Sunday, June 23, 2013

Half Rant Half truth

"Half measures availed us nothing" is a phrase I seemed to have heard somewhere? I guess in my world, it's a phrase I hear often. I think almost every single time I go to a meeting. If I'm paying attention I think it is on page 59.

This comes to mind as I think about when somebody tells me that they ran a marathon a 13.1!
Now, I don't want to come off as some kind of ass. But when did 13.1 become a marathon? Was there a meeting that I missed?  This follows the course of many of my thoughts over the past few years. The inflation of one's accomplishments is nothing new to sport and life. "Dude, I hooked with a total ten last night". Really? I bet she was a seven, max! My favorite all time inflation, is in recovery "when I got into recovery back in.................? " Wow you must have some time? Oh no, I can't stay sober for more than a month, I just keep coming back. I hear that shit all the time.......... I love it! Because they keep coming back. I sometimes wish they would shut the fuck up and listen. I myself thought that because I had not had a drink in two years that I was stone cold sober and went to the occasional meeting. That makes me chuckle now, I was smoking weed on a daily basis and dipping into other substances. But hey, "I didn't drink, I must be sober" That kind of thinking almost killed me. I am lucky. I had that moment of clarity that allowed me to reach out and ask those who really were sober to show me how.

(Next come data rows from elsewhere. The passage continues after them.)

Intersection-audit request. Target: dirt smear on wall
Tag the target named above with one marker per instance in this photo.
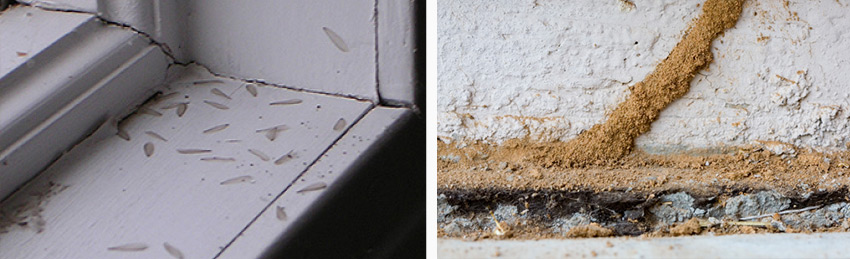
(671, 79)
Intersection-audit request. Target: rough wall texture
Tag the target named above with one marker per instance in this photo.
(551, 69)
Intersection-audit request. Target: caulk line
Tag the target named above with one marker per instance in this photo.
(319, 157)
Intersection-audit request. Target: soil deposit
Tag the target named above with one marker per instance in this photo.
(596, 184)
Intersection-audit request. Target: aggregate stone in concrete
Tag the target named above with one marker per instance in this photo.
(563, 225)
(675, 207)
(507, 213)
(756, 204)
(825, 217)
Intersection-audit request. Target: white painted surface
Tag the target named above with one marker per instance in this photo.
(89, 6)
(117, 195)
(396, 31)
(332, 166)
(27, 31)
(822, 245)
(91, 73)
(282, 42)
(551, 69)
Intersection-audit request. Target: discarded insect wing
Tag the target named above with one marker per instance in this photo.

Now I'm no saint and am super guilty of talkin my shit up. But seriously when did running a 13.1 qualify as a marathon? I do cling to the philosophy that if you run a mile and walk a mile you are still
lapping everyone on the couch. As long as you are out there you are killing it!
 
This is where ego comes into play. Am I free from it, can I really live without it? I would like to think I could, but honest enough to know I can't. My ego is delicate dangerous creature. I am sensitive, I am rock hard. These are the dualities of my life.  But as long as I move forward I will be doing okay.